My gaze shifts to the house over the fence, and I know Max is doing the same.

Just like that, we know what we have to do. I see him staring out the back window, to the high wooden fence.

“They’re gone,” he says.

“How can you tell?”

He points to the window of the garage, the shades pulled closed. “The garage light is always on when they’re home now.” There’s only darkness behind the shades now.

“Always?”

He shrugs. “Seems that way to me.”

“That sounds like a really inexact science.”

He turns to face me. “I want you to show me, Jessa. Show me the room. The hidden attic space behind his closet. The things that made you think he’s alive.”

And of course I must, we must. You can’t put a thing like that out into the world and expect it to dissipate in the air. It has substance now. I’ve sucked him in, and now I have to prove my theory: that there were parts to Caleb that neither of us saw. Something neither of us knew. Secrets lingering just underneath the surface, hidden in plain sight.

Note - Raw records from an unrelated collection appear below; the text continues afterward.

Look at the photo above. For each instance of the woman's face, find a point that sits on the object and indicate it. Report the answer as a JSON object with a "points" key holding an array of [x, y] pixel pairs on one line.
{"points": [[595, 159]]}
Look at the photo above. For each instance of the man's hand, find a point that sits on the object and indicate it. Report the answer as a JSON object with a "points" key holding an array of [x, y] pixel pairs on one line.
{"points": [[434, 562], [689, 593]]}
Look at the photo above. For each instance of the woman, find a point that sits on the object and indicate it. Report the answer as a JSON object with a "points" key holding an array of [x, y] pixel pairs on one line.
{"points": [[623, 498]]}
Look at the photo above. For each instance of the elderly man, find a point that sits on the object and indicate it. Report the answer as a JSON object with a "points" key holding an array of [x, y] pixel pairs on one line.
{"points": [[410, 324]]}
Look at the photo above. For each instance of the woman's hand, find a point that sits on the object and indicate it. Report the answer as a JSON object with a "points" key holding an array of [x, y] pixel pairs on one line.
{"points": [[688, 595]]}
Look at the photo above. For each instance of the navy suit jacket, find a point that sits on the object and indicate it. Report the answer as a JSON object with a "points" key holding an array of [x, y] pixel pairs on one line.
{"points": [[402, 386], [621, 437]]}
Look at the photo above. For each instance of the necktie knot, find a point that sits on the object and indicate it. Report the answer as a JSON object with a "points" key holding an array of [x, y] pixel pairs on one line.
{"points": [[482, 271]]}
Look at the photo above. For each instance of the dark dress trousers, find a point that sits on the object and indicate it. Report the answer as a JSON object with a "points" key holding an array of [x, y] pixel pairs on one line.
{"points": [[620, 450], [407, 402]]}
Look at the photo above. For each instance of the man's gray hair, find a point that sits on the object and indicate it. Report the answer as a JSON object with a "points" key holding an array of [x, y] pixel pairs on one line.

I have a key now, I realize. The one that somehow ended up in the attic space. I can get in his house on my own. Undetected.

But I don’t fully trust Max’s surveillance techniques, which is why we end up waiting for the dryer to finish, and then check the house on foot first, walking around the block, looking for Eve’s car.

“I told you,” he says. But I am not one who can accept what I am told without question any longer.

Max watches the street as I slide the key into the lock, and I imagine Caleb standing in my place. The lock turns, and the feeling reverberates through the metal, into my bones.

“Hello?” I call as I push the door open, but Max grabs my arm suddenly, and I fall silent.

“Just listen,” he whispers. So I do: the grandfather clock, counting the seconds; the hum of the refrigerator; our steps that seem to echo louder on the hardwood floor in the entrance. The house feels so different without the area rugs under the furniture, and the artwork off the walls. All that remains are the hard surfaces of the floors and walls, with a smattering of furniture.